LFT’s have proven their ability at reducing the spread of infectious diseases and the burden on healthcare systems. As well as these uses, Alfaro says LFTs can be used in the realm of wellness or general health surveillance.

In the next few years, tests will only continue to become less invasive and easier to use, meaning that more markers and measures will be able to be conducted in patients’ homes in their own time.

Tech to support testing

Smart devices, wearables and apps will help propel this move by providing “day-to-day monitoring of health and wellbeing into a practical continuum of self-care” as Taylor said in his Wired op-ed.

In the coming years, it will be important to ensure that these technologies are safe for use in a public setting.

ORCHA, the Organisation for the Review of Care and Health Apps, an independent health app review service, provides app libraries for 70% of NHS regions. Founded in 2015, the organisation has reviewed 17,000 digital health products to date.

We asked the organisation how many of the ‘diagnosis’ apps they have reviewed meet their baseline of acceptability.

“ORCHA has reviewed 301 apps using those terms [“diagnostic”, “diagnosis”, “diagnose”].  Of these, only 118 scored 65% or above.
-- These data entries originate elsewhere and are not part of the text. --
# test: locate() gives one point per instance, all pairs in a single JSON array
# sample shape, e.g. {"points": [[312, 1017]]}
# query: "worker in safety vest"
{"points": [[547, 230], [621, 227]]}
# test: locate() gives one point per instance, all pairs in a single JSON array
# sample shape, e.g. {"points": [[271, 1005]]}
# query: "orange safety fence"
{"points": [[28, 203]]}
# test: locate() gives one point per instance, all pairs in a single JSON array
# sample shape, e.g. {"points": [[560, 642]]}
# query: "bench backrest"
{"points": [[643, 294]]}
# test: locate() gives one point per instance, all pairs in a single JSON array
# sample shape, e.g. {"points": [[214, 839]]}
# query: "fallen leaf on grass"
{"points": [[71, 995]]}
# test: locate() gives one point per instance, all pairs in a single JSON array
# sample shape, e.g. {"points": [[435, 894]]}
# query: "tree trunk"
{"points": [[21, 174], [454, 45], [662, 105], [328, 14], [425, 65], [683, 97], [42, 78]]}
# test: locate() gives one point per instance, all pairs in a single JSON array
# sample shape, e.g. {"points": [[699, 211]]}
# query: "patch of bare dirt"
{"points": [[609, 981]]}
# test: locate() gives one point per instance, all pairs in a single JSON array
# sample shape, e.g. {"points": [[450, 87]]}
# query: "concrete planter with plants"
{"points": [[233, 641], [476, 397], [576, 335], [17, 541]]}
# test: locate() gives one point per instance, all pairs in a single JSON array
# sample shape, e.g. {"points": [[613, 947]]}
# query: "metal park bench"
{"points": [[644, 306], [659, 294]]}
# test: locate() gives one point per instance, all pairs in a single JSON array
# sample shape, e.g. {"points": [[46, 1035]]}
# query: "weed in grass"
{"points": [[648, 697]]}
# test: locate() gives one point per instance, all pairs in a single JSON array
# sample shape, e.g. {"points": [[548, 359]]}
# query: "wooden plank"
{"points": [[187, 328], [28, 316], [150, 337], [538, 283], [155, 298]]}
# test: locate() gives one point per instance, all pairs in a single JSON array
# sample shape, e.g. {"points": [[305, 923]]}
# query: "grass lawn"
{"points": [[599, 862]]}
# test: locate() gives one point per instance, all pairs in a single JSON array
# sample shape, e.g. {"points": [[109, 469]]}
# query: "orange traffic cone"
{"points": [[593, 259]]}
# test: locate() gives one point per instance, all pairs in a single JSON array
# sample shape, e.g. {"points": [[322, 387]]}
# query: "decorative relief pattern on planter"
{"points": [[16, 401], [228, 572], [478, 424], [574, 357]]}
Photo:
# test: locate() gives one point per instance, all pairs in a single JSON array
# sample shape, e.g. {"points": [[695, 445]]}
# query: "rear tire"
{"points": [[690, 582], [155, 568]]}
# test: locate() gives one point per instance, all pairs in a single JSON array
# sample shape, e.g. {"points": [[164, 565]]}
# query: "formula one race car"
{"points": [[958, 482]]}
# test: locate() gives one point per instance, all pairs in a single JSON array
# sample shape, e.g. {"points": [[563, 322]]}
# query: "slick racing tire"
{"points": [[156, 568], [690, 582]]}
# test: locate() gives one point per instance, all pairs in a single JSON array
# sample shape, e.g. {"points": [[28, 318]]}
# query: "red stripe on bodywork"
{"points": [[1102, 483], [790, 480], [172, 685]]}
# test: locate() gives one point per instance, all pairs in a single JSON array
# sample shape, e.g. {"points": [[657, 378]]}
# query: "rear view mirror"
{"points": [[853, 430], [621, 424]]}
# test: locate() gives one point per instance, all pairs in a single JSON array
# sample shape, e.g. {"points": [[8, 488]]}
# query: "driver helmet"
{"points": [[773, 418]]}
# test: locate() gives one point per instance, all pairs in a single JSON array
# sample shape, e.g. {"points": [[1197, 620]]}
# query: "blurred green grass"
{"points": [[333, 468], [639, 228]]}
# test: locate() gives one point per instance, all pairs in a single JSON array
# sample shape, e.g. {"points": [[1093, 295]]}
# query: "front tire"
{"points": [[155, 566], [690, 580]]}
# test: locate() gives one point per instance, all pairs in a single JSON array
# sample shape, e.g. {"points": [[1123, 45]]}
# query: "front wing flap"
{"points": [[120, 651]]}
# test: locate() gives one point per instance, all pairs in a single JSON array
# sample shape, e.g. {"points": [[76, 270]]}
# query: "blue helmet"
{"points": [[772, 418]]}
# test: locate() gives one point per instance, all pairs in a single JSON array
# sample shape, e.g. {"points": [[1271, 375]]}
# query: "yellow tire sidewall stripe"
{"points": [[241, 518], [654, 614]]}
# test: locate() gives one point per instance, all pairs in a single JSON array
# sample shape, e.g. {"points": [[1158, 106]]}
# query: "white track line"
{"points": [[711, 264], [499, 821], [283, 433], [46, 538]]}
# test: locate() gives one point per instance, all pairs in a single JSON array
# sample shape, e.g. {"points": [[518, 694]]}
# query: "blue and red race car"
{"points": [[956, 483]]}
So less than half met our minimum quality standard for inclusion on our app libraries,” the organisation tells Medical Device Network.

Implications of a self-testing revolution

One of Taylor’s reservations around the revolution of self-testing is that such a shift could, eventually, lead to an increased burden on healthcare systems as more people are likely to test for the sake of testing.

“Although med-tech offers the long-term prospect of shifting to earlier prevention, the more immediate effect could be more people wanting more interventions,” he says, which would have a knock-on effect on demand for health care and in turn capacity.

In the future there will be more checks available covering a wider range of conditions and the tests on offer will become increasingly more accurate and will be better developed and targeted,” he says.

Additionally, Taylor cautions that a self-testing revolution could exclude the most underprivileged and vulnerable patients if the opportunity is not distributed fairly.

“The pandemic has also shone a harsh spotlight on health inequalities and without concerted action, those who are already empowered will be the ones who grasp the new opportunities that testing and new med-tech offer,” he says.